The ball was snapped and he kicked.

“I couldn’t watch,” said Brown, the quarterback.

“I fell to my knees,” said offensive lineman Selvish Capers.

It was the perfect position for a prayer to be answered, for the kick was true and Bitancurt was swamped at midfield.

“I thought I broke my sternum. I couldn’t breathe,” he said.

We must go back further, though, to understand how we reached this point in time.

In the third quarter Pitt had just kicked a field goal to tie the game at 6-6.

The call came down from the press box — not from the media, but from the coaches — for WVU to run a trap with Devine carrying. It was a play they had tried earlier and Devine had tried to bounce it outside and running back coach Chris Beatty had told him the next time not to bounce it.

“Woody Hayes, Frank Kush, Don Nehlen … they run the trap. No one runs it today. I’m probably the only one who calls it. You’re looking at a genius,” Stewart said, laughing at his own joke.

The joke was on Pitt, for Devine broke loose at the line of scrimmage.

“I closed my eyes, heard the crowd and I looked up and said, ‘He’s out!’” Stewart said.

“Noel got up on the safety, made a move and was gone. It was foot race, and you know what happens when Noel gets in a foot race,” Brown said.

What happens is someone else loses. In this case it was Pitt, who had bottled Devine up two and a half games to that point.

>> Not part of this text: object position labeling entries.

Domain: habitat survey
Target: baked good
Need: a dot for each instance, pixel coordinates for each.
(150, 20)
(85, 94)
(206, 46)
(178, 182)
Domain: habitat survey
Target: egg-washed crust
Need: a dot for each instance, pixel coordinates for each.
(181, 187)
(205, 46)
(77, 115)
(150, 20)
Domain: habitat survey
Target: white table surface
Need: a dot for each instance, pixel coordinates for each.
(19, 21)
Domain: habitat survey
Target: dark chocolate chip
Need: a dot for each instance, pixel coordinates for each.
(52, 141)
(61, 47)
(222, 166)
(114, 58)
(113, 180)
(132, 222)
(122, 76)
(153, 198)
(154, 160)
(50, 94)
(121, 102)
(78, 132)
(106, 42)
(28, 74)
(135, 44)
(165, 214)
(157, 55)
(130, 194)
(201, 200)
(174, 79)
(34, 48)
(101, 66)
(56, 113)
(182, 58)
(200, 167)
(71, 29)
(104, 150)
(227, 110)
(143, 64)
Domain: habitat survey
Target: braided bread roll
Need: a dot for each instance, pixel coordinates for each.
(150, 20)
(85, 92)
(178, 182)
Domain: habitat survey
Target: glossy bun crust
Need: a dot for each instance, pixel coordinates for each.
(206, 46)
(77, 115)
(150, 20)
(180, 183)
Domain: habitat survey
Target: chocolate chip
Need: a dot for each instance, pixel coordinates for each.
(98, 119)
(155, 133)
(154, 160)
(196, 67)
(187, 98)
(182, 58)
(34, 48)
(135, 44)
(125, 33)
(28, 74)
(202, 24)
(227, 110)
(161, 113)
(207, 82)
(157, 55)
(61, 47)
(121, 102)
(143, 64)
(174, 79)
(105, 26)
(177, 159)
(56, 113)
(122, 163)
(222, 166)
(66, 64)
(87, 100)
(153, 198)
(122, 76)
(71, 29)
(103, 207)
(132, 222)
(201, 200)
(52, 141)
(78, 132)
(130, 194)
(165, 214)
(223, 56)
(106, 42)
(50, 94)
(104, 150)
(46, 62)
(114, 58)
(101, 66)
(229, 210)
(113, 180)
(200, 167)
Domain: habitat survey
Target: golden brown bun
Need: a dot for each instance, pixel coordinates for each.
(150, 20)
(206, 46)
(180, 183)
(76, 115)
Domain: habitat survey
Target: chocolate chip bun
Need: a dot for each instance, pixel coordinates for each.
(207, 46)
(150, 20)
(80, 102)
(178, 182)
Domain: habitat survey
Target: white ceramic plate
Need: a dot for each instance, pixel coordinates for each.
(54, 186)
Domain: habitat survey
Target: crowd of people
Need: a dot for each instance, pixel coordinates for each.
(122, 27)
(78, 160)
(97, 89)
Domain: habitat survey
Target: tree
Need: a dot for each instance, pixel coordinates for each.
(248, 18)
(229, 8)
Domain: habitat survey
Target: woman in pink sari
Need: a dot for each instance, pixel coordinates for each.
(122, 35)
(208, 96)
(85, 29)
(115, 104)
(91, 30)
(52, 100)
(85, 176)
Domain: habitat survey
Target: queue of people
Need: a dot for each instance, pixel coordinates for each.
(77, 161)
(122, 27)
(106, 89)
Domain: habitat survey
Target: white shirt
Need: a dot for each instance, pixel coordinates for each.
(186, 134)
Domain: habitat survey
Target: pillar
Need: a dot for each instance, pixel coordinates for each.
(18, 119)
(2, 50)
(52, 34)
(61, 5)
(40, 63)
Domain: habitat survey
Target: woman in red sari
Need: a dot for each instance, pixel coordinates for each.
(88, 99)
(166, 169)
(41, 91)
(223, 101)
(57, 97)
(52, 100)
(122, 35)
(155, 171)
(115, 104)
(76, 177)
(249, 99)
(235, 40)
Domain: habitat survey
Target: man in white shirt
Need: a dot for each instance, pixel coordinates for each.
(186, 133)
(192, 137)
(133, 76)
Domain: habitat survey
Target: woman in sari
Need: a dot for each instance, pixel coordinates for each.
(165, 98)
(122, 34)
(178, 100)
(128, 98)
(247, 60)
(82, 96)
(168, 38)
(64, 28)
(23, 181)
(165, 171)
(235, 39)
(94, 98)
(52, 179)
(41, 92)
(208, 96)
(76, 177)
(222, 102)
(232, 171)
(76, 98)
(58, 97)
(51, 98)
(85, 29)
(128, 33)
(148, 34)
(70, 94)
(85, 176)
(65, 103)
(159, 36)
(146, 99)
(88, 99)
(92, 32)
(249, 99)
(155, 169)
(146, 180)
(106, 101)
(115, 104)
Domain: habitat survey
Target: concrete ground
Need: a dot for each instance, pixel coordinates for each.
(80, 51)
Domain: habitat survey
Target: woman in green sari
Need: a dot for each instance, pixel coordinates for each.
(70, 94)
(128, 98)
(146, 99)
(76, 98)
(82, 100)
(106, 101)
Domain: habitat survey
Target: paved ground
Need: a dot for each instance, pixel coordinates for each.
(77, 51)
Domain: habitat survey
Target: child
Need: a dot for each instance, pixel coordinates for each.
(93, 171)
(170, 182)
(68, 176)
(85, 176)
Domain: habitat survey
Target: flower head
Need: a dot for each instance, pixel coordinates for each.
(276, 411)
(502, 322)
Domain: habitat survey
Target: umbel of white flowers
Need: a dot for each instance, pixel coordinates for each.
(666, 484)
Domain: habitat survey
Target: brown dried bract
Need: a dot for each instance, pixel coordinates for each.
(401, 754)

In fact, in those two and a half games Devine had gained only 69 yards against Pitt, but that figure jumped by 88 yards and 6 points as the Mountaineers had the lead.

Devine finished the game with 134 yards on 17 carries, offsetting the 155 yards on 26 carries Pitt’s freshman sensation Dion Lewis put on the board.

The Mountaineers finish off the regular season at Rutgers next Saturday.